Hace un año decidieron que querían entrar a la ola de inversiones en el mercado futbolístico. Fueron metódicos, pero por sobre todo, astutos. Muy astutos. Tanto, que dejaron fuera del camino a una corredora experta como Euroamérica y lograron hacerse con el 60% de la propiedad del club de fútbol Municipal Iquique, que pronto volverá a su histórica denominación: Deportes Iquique.

  • 14 diciembre, 2007

 

Hace un año decidieron que querían entrar a la ola de inversiones en el mercado futbolístico.
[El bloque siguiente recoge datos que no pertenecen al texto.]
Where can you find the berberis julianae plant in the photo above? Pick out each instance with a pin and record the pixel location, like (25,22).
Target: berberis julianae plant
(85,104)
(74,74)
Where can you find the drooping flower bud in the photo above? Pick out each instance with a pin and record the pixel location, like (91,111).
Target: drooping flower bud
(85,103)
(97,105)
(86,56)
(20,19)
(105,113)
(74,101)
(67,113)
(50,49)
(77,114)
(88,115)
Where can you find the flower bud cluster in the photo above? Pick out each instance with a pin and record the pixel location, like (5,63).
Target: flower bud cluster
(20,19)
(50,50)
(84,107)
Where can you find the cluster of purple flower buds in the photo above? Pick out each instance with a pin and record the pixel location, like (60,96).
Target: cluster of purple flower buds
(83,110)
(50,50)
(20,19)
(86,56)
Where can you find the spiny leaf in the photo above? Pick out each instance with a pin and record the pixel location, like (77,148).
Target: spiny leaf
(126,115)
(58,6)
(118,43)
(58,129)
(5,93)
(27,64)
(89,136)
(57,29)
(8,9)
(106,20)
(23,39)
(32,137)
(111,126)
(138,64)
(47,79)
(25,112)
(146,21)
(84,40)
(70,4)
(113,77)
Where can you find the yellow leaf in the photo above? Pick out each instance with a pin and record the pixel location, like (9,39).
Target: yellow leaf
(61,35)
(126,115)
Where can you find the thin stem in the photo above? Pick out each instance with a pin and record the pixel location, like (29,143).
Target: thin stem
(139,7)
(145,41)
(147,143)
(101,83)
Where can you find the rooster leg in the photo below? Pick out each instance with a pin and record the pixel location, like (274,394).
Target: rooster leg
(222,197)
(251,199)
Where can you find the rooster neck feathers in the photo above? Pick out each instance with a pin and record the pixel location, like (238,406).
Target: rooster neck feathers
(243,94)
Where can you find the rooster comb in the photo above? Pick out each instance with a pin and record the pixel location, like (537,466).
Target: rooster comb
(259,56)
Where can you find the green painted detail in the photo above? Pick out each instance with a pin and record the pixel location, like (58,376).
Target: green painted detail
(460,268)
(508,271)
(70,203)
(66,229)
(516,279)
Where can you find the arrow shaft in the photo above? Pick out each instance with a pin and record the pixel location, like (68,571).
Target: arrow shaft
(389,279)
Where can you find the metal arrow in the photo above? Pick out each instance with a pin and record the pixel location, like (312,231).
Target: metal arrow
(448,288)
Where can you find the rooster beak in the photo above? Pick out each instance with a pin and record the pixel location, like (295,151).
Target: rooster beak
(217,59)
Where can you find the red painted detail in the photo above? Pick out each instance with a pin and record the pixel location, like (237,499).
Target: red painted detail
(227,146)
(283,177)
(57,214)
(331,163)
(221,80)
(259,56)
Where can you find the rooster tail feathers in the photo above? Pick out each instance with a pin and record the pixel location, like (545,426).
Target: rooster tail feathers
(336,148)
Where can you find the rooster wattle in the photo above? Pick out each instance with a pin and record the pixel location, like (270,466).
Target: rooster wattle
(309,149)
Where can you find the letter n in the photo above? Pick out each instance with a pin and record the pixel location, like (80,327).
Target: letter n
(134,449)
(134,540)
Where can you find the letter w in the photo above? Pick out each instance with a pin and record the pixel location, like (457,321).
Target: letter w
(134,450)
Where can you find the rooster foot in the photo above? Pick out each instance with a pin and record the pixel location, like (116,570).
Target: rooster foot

Fueron metódicos, pero por sobre todo, astutos. Muy astutos. Tanto, que dejaron fuera del camino a una corredora experta como Euroamérica y lograron hacerse con el 60% de la propiedad del club de fútbol Municipal Iquique, que pronto volverá a su histórica denominación: Deportes Iquique.

 

Aníbal Irarrázabal (ingeniero comercial, 30 años, soltero) dejó todo hace dos meses y se fue a vivir completamente solo a las cálidas y lejanas tierras de Iquique. Su desafío: convertirse en el representante más joven de un grupo que controla un equipo de fútbol en Chile.

 

Irarrázabal, Rodrigo Tagle (31, ingeniero comercial, casado) y Mauricio Silva (32, estudios de ingeniería comercial, comprometido) son desde agosto pasado los nuevos controladores del popular Municipal Iquique, que pronto volverá a llamarse como antes: Club de Deportes Iquique y que la gente llamará, seguramente, Deportes Iquique.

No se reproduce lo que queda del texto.